I had my diep flap surgery following previous double mastectomy in a very prominent hospital with an amazing surgeon well researched. I came out following a 15 1/2 hour surgery and with in two days went back in for a failed flap on my right breast. They were able to save it they thought installing a Doppler to hear the vain. 7 days in the hospital and I was released with one breast black and blue and the other pale white. Considerably oversized than what was discussed. I was informed they will reduce following swelling in a few months. Less than one week after release I returned to hospital in complete Failure. 103 temp decayed belly button and incision in stomach and right breast. Another surgery. Installed a stomach vac and removed my belly button, 1/2 of right breast and more skin and fat from stomach incision. Tightened stomach to extremes and a hole the size of a hockey puck. Again another surgery to confirm all dead material was removed, an extraordinary amount of iv antibiotics, shots, meds, blood draws, testing and a week later home again now with the wound vac-looking like an umpa loopa breast one oversized the other lopsided, enormous scar hip to hip-pinched on each side, a wound vac 2-3 month recovery. I will never be the same I could have more corrective surgeries but I have been though enough.

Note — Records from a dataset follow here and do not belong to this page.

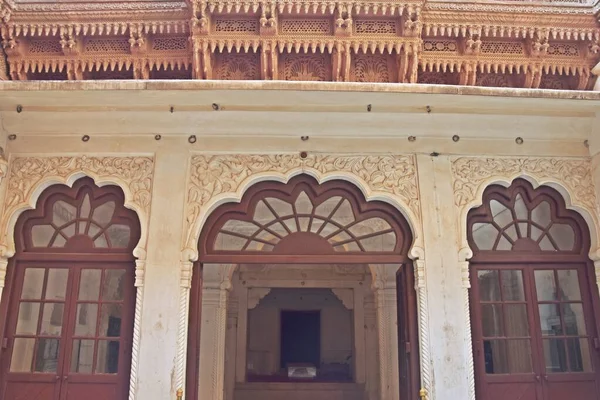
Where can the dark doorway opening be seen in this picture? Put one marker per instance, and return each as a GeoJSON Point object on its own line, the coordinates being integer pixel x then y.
{"type": "Point", "coordinates": [300, 337]}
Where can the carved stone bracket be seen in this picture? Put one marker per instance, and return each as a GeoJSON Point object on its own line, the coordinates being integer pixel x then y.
{"type": "Point", "coordinates": [255, 295]}
{"type": "Point", "coordinates": [215, 179]}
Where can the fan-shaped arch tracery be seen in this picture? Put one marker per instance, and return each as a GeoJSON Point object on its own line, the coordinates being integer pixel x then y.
{"type": "Point", "coordinates": [302, 217]}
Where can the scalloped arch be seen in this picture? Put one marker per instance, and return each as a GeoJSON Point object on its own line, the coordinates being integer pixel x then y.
{"type": "Point", "coordinates": [195, 227]}
{"type": "Point", "coordinates": [20, 197]}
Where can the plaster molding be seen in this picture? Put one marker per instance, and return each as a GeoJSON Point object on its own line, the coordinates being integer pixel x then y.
{"type": "Point", "coordinates": [218, 179]}
{"type": "Point", "coordinates": [255, 295]}
{"type": "Point", "coordinates": [571, 177]}
{"type": "Point", "coordinates": [346, 296]}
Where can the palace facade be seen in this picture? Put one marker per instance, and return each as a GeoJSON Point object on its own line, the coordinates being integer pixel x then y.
{"type": "Point", "coordinates": [290, 200]}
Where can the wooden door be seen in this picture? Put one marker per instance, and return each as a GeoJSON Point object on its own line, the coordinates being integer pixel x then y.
{"type": "Point", "coordinates": [69, 333]}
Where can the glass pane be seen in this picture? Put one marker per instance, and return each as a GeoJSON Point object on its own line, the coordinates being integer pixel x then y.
{"type": "Point", "coordinates": [545, 285]}
{"type": "Point", "coordinates": [52, 319]}
{"type": "Point", "coordinates": [520, 208]}
{"type": "Point", "coordinates": [484, 236]}
{"type": "Point", "coordinates": [46, 358]}
{"type": "Point", "coordinates": [555, 355]}
{"type": "Point", "coordinates": [568, 281]}
{"type": "Point", "coordinates": [82, 356]}
{"type": "Point", "coordinates": [110, 320]}
{"type": "Point", "coordinates": [326, 208]}
{"type": "Point", "coordinates": [303, 204]}
{"type": "Point", "coordinates": [103, 213]}
{"type": "Point", "coordinates": [56, 287]}
{"type": "Point", "coordinates": [85, 325]}
{"type": "Point", "coordinates": [41, 235]}
{"type": "Point", "coordinates": [563, 236]}
{"type": "Point", "coordinates": [33, 283]}
{"type": "Point", "coordinates": [27, 318]}
{"type": "Point", "coordinates": [541, 214]}
{"type": "Point", "coordinates": [579, 355]}
{"type": "Point", "coordinates": [502, 215]}
{"type": "Point", "coordinates": [512, 285]}
{"type": "Point", "coordinates": [517, 323]}
{"type": "Point", "coordinates": [489, 285]}
{"type": "Point", "coordinates": [107, 360]}
{"type": "Point", "coordinates": [62, 213]}
{"type": "Point", "coordinates": [89, 284]}
{"type": "Point", "coordinates": [22, 355]}
{"type": "Point", "coordinates": [550, 320]}
{"type": "Point", "coordinates": [114, 281]}
{"type": "Point", "coordinates": [574, 320]}
{"type": "Point", "coordinates": [119, 235]}
{"type": "Point", "coordinates": [507, 356]}
{"type": "Point", "coordinates": [491, 320]}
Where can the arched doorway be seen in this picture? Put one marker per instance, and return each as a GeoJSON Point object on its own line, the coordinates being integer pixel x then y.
{"type": "Point", "coordinates": [69, 301]}
{"type": "Point", "coordinates": [312, 243]}
{"type": "Point", "coordinates": [533, 297]}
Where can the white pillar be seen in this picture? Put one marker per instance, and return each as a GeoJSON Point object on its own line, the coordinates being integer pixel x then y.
{"type": "Point", "coordinates": [384, 287]}
{"type": "Point", "coordinates": [216, 283]}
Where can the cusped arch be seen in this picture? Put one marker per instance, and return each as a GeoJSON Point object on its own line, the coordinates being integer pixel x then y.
{"type": "Point", "coordinates": [27, 200]}
{"type": "Point", "coordinates": [251, 182]}
{"type": "Point", "coordinates": [590, 219]}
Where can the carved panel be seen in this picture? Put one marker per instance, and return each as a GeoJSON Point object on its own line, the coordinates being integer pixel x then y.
{"type": "Point", "coordinates": [305, 67]}
{"type": "Point", "coordinates": [178, 43]}
{"type": "Point", "coordinates": [212, 176]}
{"type": "Point", "coordinates": [312, 26]}
{"type": "Point", "coordinates": [237, 66]}
{"type": "Point", "coordinates": [575, 174]}
{"type": "Point", "coordinates": [373, 68]}
{"type": "Point", "coordinates": [375, 27]}
{"type": "Point", "coordinates": [248, 26]}
{"type": "Point", "coordinates": [502, 47]}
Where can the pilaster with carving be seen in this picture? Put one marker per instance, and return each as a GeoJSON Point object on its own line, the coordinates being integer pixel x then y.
{"type": "Point", "coordinates": [216, 284]}
{"type": "Point", "coordinates": [384, 288]}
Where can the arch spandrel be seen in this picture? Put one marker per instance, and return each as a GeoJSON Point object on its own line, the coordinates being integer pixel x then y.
{"type": "Point", "coordinates": [29, 176]}
{"type": "Point", "coordinates": [572, 178]}
{"type": "Point", "coordinates": [218, 179]}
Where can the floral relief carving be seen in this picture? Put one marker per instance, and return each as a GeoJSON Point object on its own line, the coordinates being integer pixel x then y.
{"type": "Point", "coordinates": [25, 173]}
{"type": "Point", "coordinates": [575, 174]}
{"type": "Point", "coordinates": [214, 175]}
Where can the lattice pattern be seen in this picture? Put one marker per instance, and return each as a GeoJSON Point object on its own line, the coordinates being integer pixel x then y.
{"type": "Point", "coordinates": [444, 46]}
{"type": "Point", "coordinates": [556, 82]}
{"type": "Point", "coordinates": [494, 80]}
{"type": "Point", "coordinates": [438, 78]}
{"type": "Point", "coordinates": [86, 218]}
{"type": "Point", "coordinates": [372, 68]}
{"type": "Point", "coordinates": [306, 26]}
{"type": "Point", "coordinates": [522, 223]}
{"type": "Point", "coordinates": [170, 43]}
{"type": "Point", "coordinates": [45, 46]}
{"type": "Point", "coordinates": [233, 66]}
{"type": "Point", "coordinates": [306, 67]}
{"type": "Point", "coordinates": [563, 49]}
{"type": "Point", "coordinates": [502, 47]}
{"type": "Point", "coordinates": [333, 220]}
{"type": "Point", "coordinates": [237, 26]}
{"type": "Point", "coordinates": [376, 27]}
{"type": "Point", "coordinates": [107, 46]}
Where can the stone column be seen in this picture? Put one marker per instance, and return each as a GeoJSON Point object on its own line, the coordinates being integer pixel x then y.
{"type": "Point", "coordinates": [216, 284]}
{"type": "Point", "coordinates": [384, 288]}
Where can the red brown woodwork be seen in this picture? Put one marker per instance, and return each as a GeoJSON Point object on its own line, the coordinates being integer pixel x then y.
{"type": "Point", "coordinates": [300, 222]}
{"type": "Point", "coordinates": [533, 297]}
{"type": "Point", "coordinates": [69, 301]}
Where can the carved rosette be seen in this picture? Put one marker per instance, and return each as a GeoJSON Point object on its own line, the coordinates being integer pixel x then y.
{"type": "Point", "coordinates": [28, 174]}
{"type": "Point", "coordinates": [215, 178]}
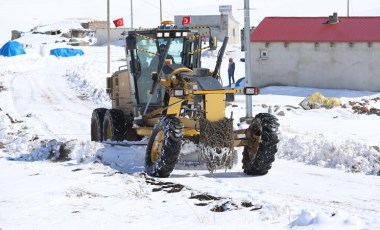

Just know infection and complications with this surgery is common! Nancy God bless her was very lucky . Are u prepared for all that it entails? Can you handle the extra time that may been required due to complications? And the body changes that may never be recoverable? For me this was an experience I completely regret.

Nancy

Wednesday 14th of April 2021

Toresa, I'm sorry your experience was so awful and that you regret your decision. Based on what you've shared, I don't blame you one bit. Complications happen, but they aren't common from what I've learned anyway. That doesn't matter though if you're the one with complications. It's really important to have a frank discussion with your doctor about things that can go wrong. Then a person has to weigh the benefit vs risk and make decisions that feel right for her. Thank you for sharing your experience. It's important to hear about when things go wrong too.

Toresa riggs

Saturday 10th of April 2021

My diep surgery was March 16, 2021. Diagnosis sept 16, 2020 double mastectomy October 16, 2020

Deb Maes

Wednesday 16th of September 2020

Thanks I d like to never entered in both contests . I m glad you are feeling better and 10 years is great . I have been 10 years with early stage before going on to now almost 3 years stage 4 and still going on

Chava

Sunday 13th of September 2020

New to your site, anything to take to mitigate side effects of letrozole, can't even make a fist in the morning Tumeric,? Collogen Peptides? etc.. Does the band of pain, pulling around the chest to the implant ever get better? Dr. didn't want to do flap during Covid. You look Great!

Nancy

Monday 14th of September 2020

Chava, Here's a post about managing side effects that may or may not be helpful. https://nancyspoint.com/13-tips-help-manage-side-effects-aromatase-inhibitors/ As for that tight feeling around the chest getting better - we are all different, of course. I found it got somewhat better, but it never went away. That was my experience. Mostly, I think you get somewhat used to it. Thank you for reading and sharing and for the kind words too.